Creo que en algún momento pensó en montar una bodega. ¿De dónde le viene ese amor por el vino?

Bueno, es cierto que soy de Cacheiras, que no es una zona tremendamente vitivinícola, pero está en una subzona de Albariño. De hecho, a un kilómetro de mi casa están montando una bodega grande y hay una viña bastante importante a otro kilómetro escaso. La viticultura siempre me atrajo. Creo que es la parte más gratificante de la agricultura y tenía claro que si llevaba adelante algún proyecto en el sector tenía que ser en la Ribeira Sacra, por su componente histórico y por el potencial que le veo. Si hay una Denominación de Origen en Galicia con capacidad, no de crecimiento  por falta de espacio, pero sí de darse a conocer a nivel internacional por sus vinos de calidad es la Ribeira Sacra. Creo que es un vino que la gente no conoce lo suficiente, a pesar de que están haciendo un buen trabajo desde la D.O.. Cada vez que viene un exportador de fuera, sobre todo norteamericanos, flipa con la inclinación de los bancales.

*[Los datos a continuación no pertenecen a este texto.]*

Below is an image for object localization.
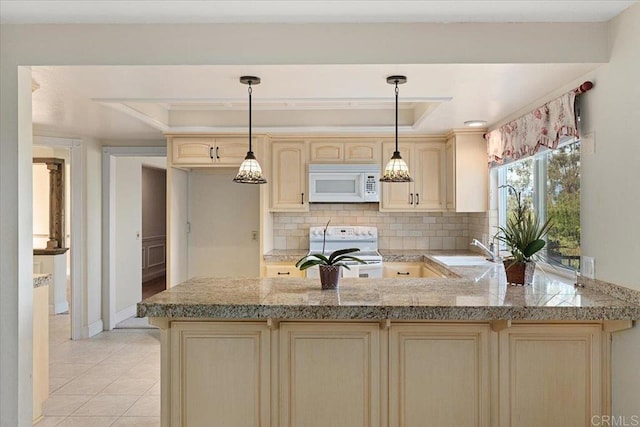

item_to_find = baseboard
[142,269,167,283]
[83,319,104,338]
[113,304,137,326]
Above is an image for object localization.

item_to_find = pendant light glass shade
[233,151,267,184]
[380,76,413,182]
[380,151,413,182]
[233,76,267,184]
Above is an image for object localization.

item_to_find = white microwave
[309,164,380,203]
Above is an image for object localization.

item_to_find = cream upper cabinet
[416,142,446,211]
[169,136,262,166]
[344,142,380,163]
[171,137,215,165]
[280,322,381,427]
[269,141,309,212]
[309,141,344,163]
[446,130,489,212]
[309,141,380,163]
[498,324,608,427]
[214,138,252,166]
[389,324,490,427]
[380,141,446,212]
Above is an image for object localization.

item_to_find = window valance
[485,82,593,166]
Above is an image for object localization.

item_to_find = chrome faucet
[470,239,500,262]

Es algo que hay que dar más a conocer. Es una viticultura que está por encima de muchas cosas y una zona que tiene algo que no tiene nadie. A mí la idea de hacer una bodega pequeña aquí me fascinaba, pero al final no pudo ser. No obstante, sigo en contacto con Roberto Regal, que es un enólogo de Chantada y que era la persona que me estaba ayudando a buscar algo que encajara con lo que buscaba. Finalmente, pudieron más los contras que le veía al proyecto y un amigo me aconsejó que no me metiera en un mundo que no conocía. Y creo que tenía razón.

¿Y como consumidor, qué prefiere, blanco o tinto?

Soy de tintos. Hay épocas del año que bebo más blanco, pero prefiero los tintos.

¿Y qué variedad le gusta?

Me gusta un Mencía bien elaborado y, sobre todo, mezclado con otras variedades. En la línea de lo que han hecho en Algueira o Guímaro. También creo que la Garnacha es una variedad súper interesante y tampoco soy de los que está en contra de los vinos de barrica. Creo que a Ribeira Sacra, en la línea que te decía antes, le falta ponerse en valor porque el trabajo de gente como Roberto Regal o Raúl Pérez es maravilloso. No puede ser que salga una botella de esa zona a tres euros, porque cuesta el triple que en cualquier otra parte.  Bancales al 80% de inclinación como los que tiene Régoa no los vas a encontrar en ningún otro lugar del mundo. Y a eso hay que ponerle un precio.

Después de años de cuidar la dieta, ¿cuál sería su maridaje perfecto?

No soy muy ‘tiquismiquis’ en cuestión de comida. Me quedaría con una buena carne y un buen tinto como el «Neno da Ponte», de Roberto Regal. Y me lo tomaría para cenar, más que a mediodía.